Astronomers have been working to better understand the galactic environments of fast radio bursts (FRBs) – intense, momentary bursts of energy occurring in mere milliseconds and with unknown cosmic origins.
Now, a study of the slow-moving, star-forming gas in the same galaxy found to host an FRB has been published in The Astrophysical Journal. This is only the fourth-ever publication on two completely different areas of astronomy describing the same galaxy.
Even more remarkable is the fact that a single telescope made the discovery possible – from the same observation.
Fast radio mysteries
FRBs, first detected in 2007, are incredibly powerful pulses of radio waves. They originate from distant galaxies, and the signal typically only lasts a few milliseconds
FRBs are immensely useful for studying the cosmos, from investigating the matter that makes up the universe, to even using them to constrain the Hubble constant – the measure of how much the universe is expanding.
However, the origin of FRBs is an ongoing puzzle for astronomers. Some FRBs are known to repeat, sometimes over a thousand times. Others have only been detected once.
Whether these repeating or non-repeating signals have formed differently is currently being investigated by several research groups. At one point, we had more theories on how fast radio bursts are made than detections of them.

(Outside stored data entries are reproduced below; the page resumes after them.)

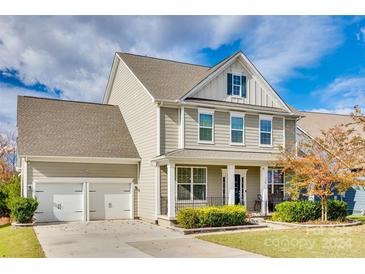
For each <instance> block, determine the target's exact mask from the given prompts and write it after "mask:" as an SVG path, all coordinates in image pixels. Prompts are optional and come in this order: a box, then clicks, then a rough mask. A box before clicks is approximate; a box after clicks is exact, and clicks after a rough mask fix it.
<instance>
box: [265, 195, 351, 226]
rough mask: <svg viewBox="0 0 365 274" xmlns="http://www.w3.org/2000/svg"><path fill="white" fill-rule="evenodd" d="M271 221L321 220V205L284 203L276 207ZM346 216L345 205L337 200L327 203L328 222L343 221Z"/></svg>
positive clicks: (315, 204)
mask: <svg viewBox="0 0 365 274" xmlns="http://www.w3.org/2000/svg"><path fill="white" fill-rule="evenodd" d="M275 210H276V211H275V212H274V213H273V215H272V220H273V221H279V222H288V223H293V222H298V223H299V222H307V221H314V220H318V219H320V218H321V212H322V208H321V203H320V202H311V201H306V200H303V201H286V202H283V203H280V204H278V205H276V207H275ZM346 216H347V204H346V203H345V202H343V201H339V200H331V201H329V202H328V220H332V221H333V220H336V221H337V220H338V221H343V220H344V219H345V218H346Z"/></svg>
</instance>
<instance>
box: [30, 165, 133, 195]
mask: <svg viewBox="0 0 365 274" xmlns="http://www.w3.org/2000/svg"><path fill="white" fill-rule="evenodd" d="M136 176H137V165H135V164H128V165H125V164H90V163H87V164H86V163H57V162H30V163H29V164H28V174H27V180H28V185H31V184H32V183H33V180H37V179H39V178H47V177H82V178H84V177H85V178H87V177H90V178H91V177H94V178H95V177H97V178H136ZM134 182H135V183H136V180H134ZM31 195H32V193H31V192H29V191H28V197H30V196H31Z"/></svg>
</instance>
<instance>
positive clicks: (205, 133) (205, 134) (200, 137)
mask: <svg viewBox="0 0 365 274" xmlns="http://www.w3.org/2000/svg"><path fill="white" fill-rule="evenodd" d="M199 131H200V132H199V138H200V139H199V140H200V141H212V129H211V128H200V130H199Z"/></svg>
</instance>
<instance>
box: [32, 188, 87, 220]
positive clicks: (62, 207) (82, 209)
mask: <svg viewBox="0 0 365 274" xmlns="http://www.w3.org/2000/svg"><path fill="white" fill-rule="evenodd" d="M36 198H37V199H38V201H39V206H38V209H37V212H36V214H35V217H36V220H37V221H38V222H62V221H81V220H82V219H83V216H84V210H83V203H84V198H83V192H82V184H56V183H49V184H46V183H42V184H37V187H36Z"/></svg>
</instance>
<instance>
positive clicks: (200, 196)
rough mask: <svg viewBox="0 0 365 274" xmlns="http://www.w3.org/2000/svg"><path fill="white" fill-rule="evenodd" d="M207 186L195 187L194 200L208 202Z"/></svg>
mask: <svg viewBox="0 0 365 274" xmlns="http://www.w3.org/2000/svg"><path fill="white" fill-rule="evenodd" d="M205 187H206V186H205V185H194V189H193V195H194V200H206V197H205Z"/></svg>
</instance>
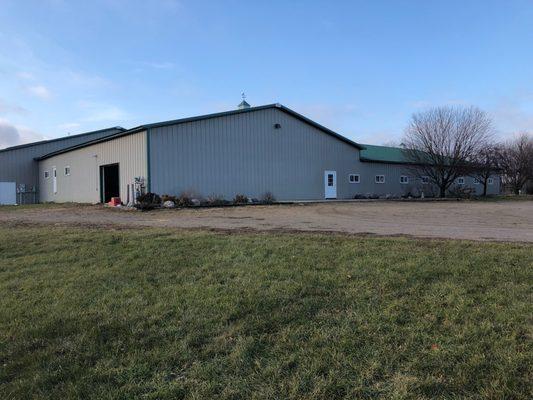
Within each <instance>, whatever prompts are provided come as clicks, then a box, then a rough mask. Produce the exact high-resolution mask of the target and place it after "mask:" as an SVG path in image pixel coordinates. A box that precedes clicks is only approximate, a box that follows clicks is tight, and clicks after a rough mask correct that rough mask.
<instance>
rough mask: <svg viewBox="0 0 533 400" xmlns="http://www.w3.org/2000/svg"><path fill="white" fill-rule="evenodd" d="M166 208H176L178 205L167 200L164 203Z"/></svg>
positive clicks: (164, 204)
mask: <svg viewBox="0 0 533 400" xmlns="http://www.w3.org/2000/svg"><path fill="white" fill-rule="evenodd" d="M163 207H164V208H174V207H176V204H174V202H173V201H172V200H167V201H165V202H164V203H163Z"/></svg>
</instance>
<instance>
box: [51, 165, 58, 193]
mask: <svg viewBox="0 0 533 400" xmlns="http://www.w3.org/2000/svg"><path fill="white" fill-rule="evenodd" d="M52 186H53V188H54V194H56V193H57V169H56V167H52Z"/></svg>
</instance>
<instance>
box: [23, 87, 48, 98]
mask: <svg viewBox="0 0 533 400" xmlns="http://www.w3.org/2000/svg"><path fill="white" fill-rule="evenodd" d="M27 90H28V93H30V94H31V95H32V96H35V97H38V98H40V99H42V100H48V99H50V98H51V97H52V93H50V91H49V90H48V89H47V88H46V86H43V85H36V86H29V87H28V88H27Z"/></svg>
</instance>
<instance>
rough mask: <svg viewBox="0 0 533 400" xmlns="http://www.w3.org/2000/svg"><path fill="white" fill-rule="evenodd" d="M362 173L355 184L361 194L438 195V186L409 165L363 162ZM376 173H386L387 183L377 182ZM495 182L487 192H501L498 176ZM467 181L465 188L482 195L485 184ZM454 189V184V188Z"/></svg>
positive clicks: (383, 195) (487, 186)
mask: <svg viewBox="0 0 533 400" xmlns="http://www.w3.org/2000/svg"><path fill="white" fill-rule="evenodd" d="M355 173H360V177H361V179H360V180H361V182H360V183H359V184H355V185H356V186H358V187H357V190H358V193H359V194H364V195H369V194H377V195H380V196H384V195H396V196H402V195H408V194H409V193H410V194H411V195H420V194H421V192H424V195H425V196H432V195H433V196H438V195H439V189H438V187H436V186H434V185H431V184H422V182H421V180H420V178H419V174H418V173H417V172H416V171H414V170H413V169H412V168H410V167H408V166H404V165H401V164H385V163H373V162H362V163H360V164H359V166H358V172H355ZM376 175H384V176H385V183H375V176H376ZM402 175H403V176H407V177H408V179H409V182H408V183H401V182H400V177H401V176H402ZM493 179H494V182H493V184H492V185H488V186H487V194H498V193H500V179H499V177H498V176H494V178H493ZM464 180H465V183H464V185H462V187H463V188H466V187H468V188H472V189H475V191H476V194H478V195H481V194H482V193H483V186H482V185H476V184H474V179H473V178H471V177H468V176H467V177H464ZM451 189H453V186H452V188H451Z"/></svg>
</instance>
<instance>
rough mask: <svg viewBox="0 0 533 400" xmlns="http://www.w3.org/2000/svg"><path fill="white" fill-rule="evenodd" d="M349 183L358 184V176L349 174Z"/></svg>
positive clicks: (358, 181) (358, 176)
mask: <svg viewBox="0 0 533 400" xmlns="http://www.w3.org/2000/svg"><path fill="white" fill-rule="evenodd" d="M349 181H350V183H359V182H360V180H359V174H350V175H349Z"/></svg>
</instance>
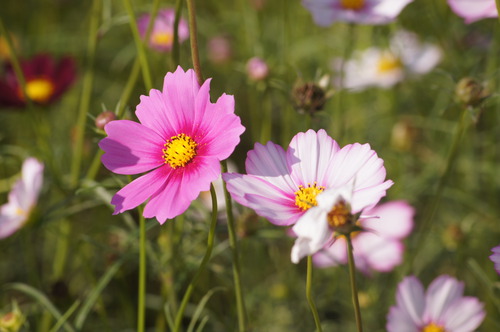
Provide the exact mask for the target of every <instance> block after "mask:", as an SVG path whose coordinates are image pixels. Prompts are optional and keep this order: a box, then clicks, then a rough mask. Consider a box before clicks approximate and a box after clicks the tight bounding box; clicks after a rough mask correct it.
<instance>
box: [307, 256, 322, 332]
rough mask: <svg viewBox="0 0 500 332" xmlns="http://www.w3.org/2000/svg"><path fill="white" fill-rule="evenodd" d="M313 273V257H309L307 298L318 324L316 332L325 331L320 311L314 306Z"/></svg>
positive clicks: (314, 321) (307, 283) (308, 257)
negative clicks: (321, 321)
mask: <svg viewBox="0 0 500 332" xmlns="http://www.w3.org/2000/svg"><path fill="white" fill-rule="evenodd" d="M312 271H313V263H312V256H307V275H306V276H307V278H306V298H307V302H308V303H309V307H310V308H311V313H312V314H313V317H314V324H316V332H321V331H323V330H322V329H321V322H320V320H319V315H318V310H317V309H316V304H314V299H313V297H312Z"/></svg>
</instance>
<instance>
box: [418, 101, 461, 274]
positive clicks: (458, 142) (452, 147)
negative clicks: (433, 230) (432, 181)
mask: <svg viewBox="0 0 500 332" xmlns="http://www.w3.org/2000/svg"><path fill="white" fill-rule="evenodd" d="M467 116H468V109H467V108H464V110H463V111H462V115H461V117H460V120H459V122H458V124H457V127H456V129H455V133H454V136H453V141H452V143H451V148H450V152H449V155H448V159H447V160H446V167H445V169H444V172H443V174H442V175H441V177H440V178H439V182H438V185H437V189H436V193H435V194H434V195H433V197H432V202H431V205H430V208H428V210H426V213H425V214H424V218H423V219H422V220H423V221H422V224H421V226H420V229H421V230H424V231H423V232H420V233H418V234H419V235H418V236H417V239H416V241H415V243H416V246H415V248H416V249H415V254H414V255H413V259H412V260H410V264H411V265H412V264H413V261H415V260H417V259H416V256H417V251H418V250H419V248H421V247H422V244H423V242H424V241H425V239H426V237H427V235H428V234H430V233H431V232H429V231H428V230H429V229H430V223H431V221H433V220H434V215H435V214H436V211H437V210H438V207H439V203H440V202H441V197H442V195H443V189H444V187H445V185H446V182H447V181H448V178H449V176H450V174H451V170H452V169H453V166H454V164H455V159H456V158H457V155H458V150H459V149H458V147H459V146H460V143H461V141H462V137H463V135H464V133H465V130H466V128H467V126H466V119H467Z"/></svg>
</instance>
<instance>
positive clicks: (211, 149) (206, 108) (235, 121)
mask: <svg viewBox="0 0 500 332" xmlns="http://www.w3.org/2000/svg"><path fill="white" fill-rule="evenodd" d="M204 86H205V84H204V85H203V86H202V88H201V89H200V92H199V95H201V94H202V90H203V88H204ZM209 97H210V96H209V95H208V92H207V98H206V101H207V102H208V103H207V104H206V109H204V110H201V111H200V114H199V117H200V124H199V129H196V131H197V132H198V133H199V135H200V136H202V139H201V141H200V143H201V144H203V146H205V147H206V149H205V150H204V152H203V153H204V154H205V155H207V156H215V157H217V158H218V159H219V160H224V159H226V158H228V157H229V156H230V155H231V153H233V151H234V148H235V147H236V146H237V145H238V144H239V142H240V135H241V134H242V133H243V132H244V131H245V127H243V126H242V125H241V120H240V118H239V117H238V116H236V115H235V114H234V97H233V96H229V95H226V94H223V95H222V96H221V97H220V98H219V99H218V100H217V102H216V103H215V104H212V103H210V100H209ZM200 103H201V102H200ZM200 109H201V108H200Z"/></svg>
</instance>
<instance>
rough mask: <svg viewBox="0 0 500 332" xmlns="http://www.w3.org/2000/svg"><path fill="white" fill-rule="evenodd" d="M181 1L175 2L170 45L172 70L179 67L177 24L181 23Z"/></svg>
mask: <svg viewBox="0 0 500 332" xmlns="http://www.w3.org/2000/svg"><path fill="white" fill-rule="evenodd" d="M181 13H182V0H177V2H176V4H175V20H174V41H173V43H172V62H173V64H174V69H175V67H177V66H178V65H179V62H180V57H181V52H180V48H179V23H180V21H181Z"/></svg>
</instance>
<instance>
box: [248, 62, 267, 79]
mask: <svg viewBox="0 0 500 332" xmlns="http://www.w3.org/2000/svg"><path fill="white" fill-rule="evenodd" d="M247 74H248V77H250V78H251V79H252V80H254V81H260V80H263V79H264V78H266V77H267V75H268V74H269V67H268V65H267V63H266V62H265V61H264V60H263V59H262V58H259V57H253V58H251V59H250V60H248V62H247Z"/></svg>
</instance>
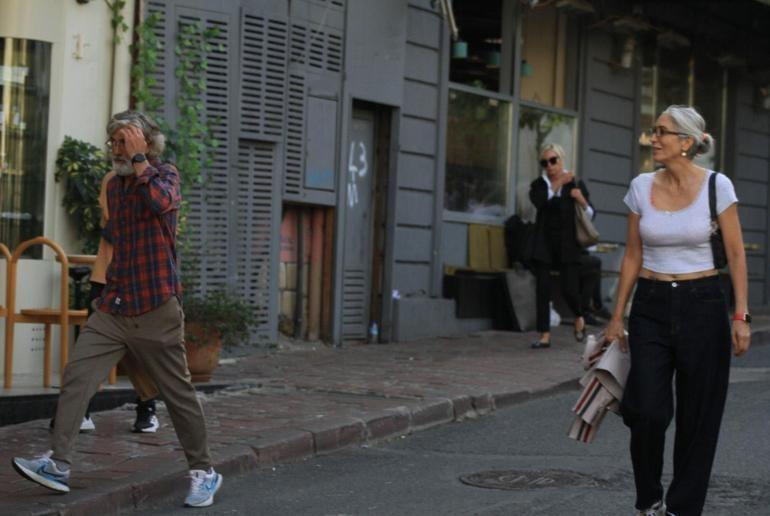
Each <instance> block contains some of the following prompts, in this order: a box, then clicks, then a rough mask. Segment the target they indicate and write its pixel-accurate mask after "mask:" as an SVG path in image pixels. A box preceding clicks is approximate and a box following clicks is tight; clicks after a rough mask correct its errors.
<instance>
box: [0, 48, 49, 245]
mask: <svg viewBox="0 0 770 516" xmlns="http://www.w3.org/2000/svg"><path fill="white" fill-rule="evenodd" d="M50 69H51V44H50V43H44V42H41V41H30V40H23V39H14V38H0V241H1V242H3V243H4V244H6V245H8V246H9V247H11V248H13V247H15V246H16V245H17V244H18V243H19V242H21V241H23V240H26V239H29V238H32V237H36V236H40V235H42V234H43V207H44V202H45V197H44V193H45V168H46V143H47V128H48V95H49V84H50V78H49V73H50ZM35 252H37V253H38V256H39V253H40V248H39V247H35Z"/></svg>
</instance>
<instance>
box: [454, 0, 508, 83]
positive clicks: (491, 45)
mask: <svg viewBox="0 0 770 516" xmlns="http://www.w3.org/2000/svg"><path fill="white" fill-rule="evenodd" d="M452 9H453V12H454V15H455V19H456V20H457V26H458V28H459V37H458V39H457V40H456V41H454V42H452V47H451V62H450V66H449V80H450V81H452V82H455V83H458V84H465V85H467V86H472V87H474V88H480V89H484V90H491V91H500V65H501V50H502V48H501V47H502V45H503V30H502V22H501V20H502V0H488V1H484V2H478V1H475V0H455V1H453V2H452Z"/></svg>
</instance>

It’s an exciting time to be studying FRBs, as showcased by the recent study associating an FRB with a gravitational wave. If that finding holds true, it means at least some FRBs could be created by two neutron stars merging to form a black hole.
However, it is hard to pinpoint where exactly fast radio bursts come from. They are extremely bright yet so brief, getting an accurate position is hard for many radio telescopes. Without knowing where precisely these bursts originate, we cannot study the galaxies they are found in. And without knowing the environments FRBs are formed in, we cannot fully solve their mysteries.
One telescope in Australia is now helping us figure it out.
The tool for the job
CSIRO’s ASKAP radio telescope (Australian Square Kilometre Array Pathfinder), located in the Western Australian desert, is a remarkable instrument. Made up of an array of 36 dishes separated by up to six kilometres, ASKAP can detect FRBs and pinpoint them to their host galaxies.
ASKAP can in fact perform its FRB search at the same time as observations for other science surveys. One such ASKAP survey will map the star-forming gas in galaxies across the Southern sky, helping us understand how galaxies evolve.
During a recent observation for this survey, ASKAP also detected a new FRB, and we were able to identify the galaxy it comes from – a nearby spiral galaxy much like our own Milky Way.
A gas-filled galaxy
ASKAP was able to find the cold neutral hydrogen gas – the source of star formation – in this spiral galaxy. As far as FRB host galaxies go, this is already a rare detection of this gas; only three other cases have been published so far. These had required follow-up observations, or relied on other older observations, made with different telescopes.
Here, ASKAP gave us both the FRB and the gas surrounding it. It is the first simultaneous detection of these rarely overlapping occurrences.
Disturbed gas which ASKAP can detect can give us an indication that a galaxy merger recently happened, which tells us about the star forming history of the galaxy. In turn this gives us clues as to what may cause FRBs.
The previous studies of the gas surrounding FRBs found fast radio bursts reside in very dynamic systems, suggesting tumultuous galaxy mergers triggered the bursts.
For this particular FRB, however, the host galaxy environment is surprisingly calmer. Further studies will be needed to find out if overall we see disturbed gas environments for FRBs, or if there are distinct scenarios – and potentially multiple creation paths – for FRBs.
More to come
Given the uniqueness of such dual detections, this result showcases the strength and versatility of ASKAP. This is the first simultaneous detection of both an FRB and the gas in its host galaxy.
And this is just the start. ASKAP is set to detect and localise over a hundred FRBs a year. By continuing to work collaboratively with each other, different survey groups will be able to untangle the mysteries behind FRBs, how they form, and their host galaxy environments.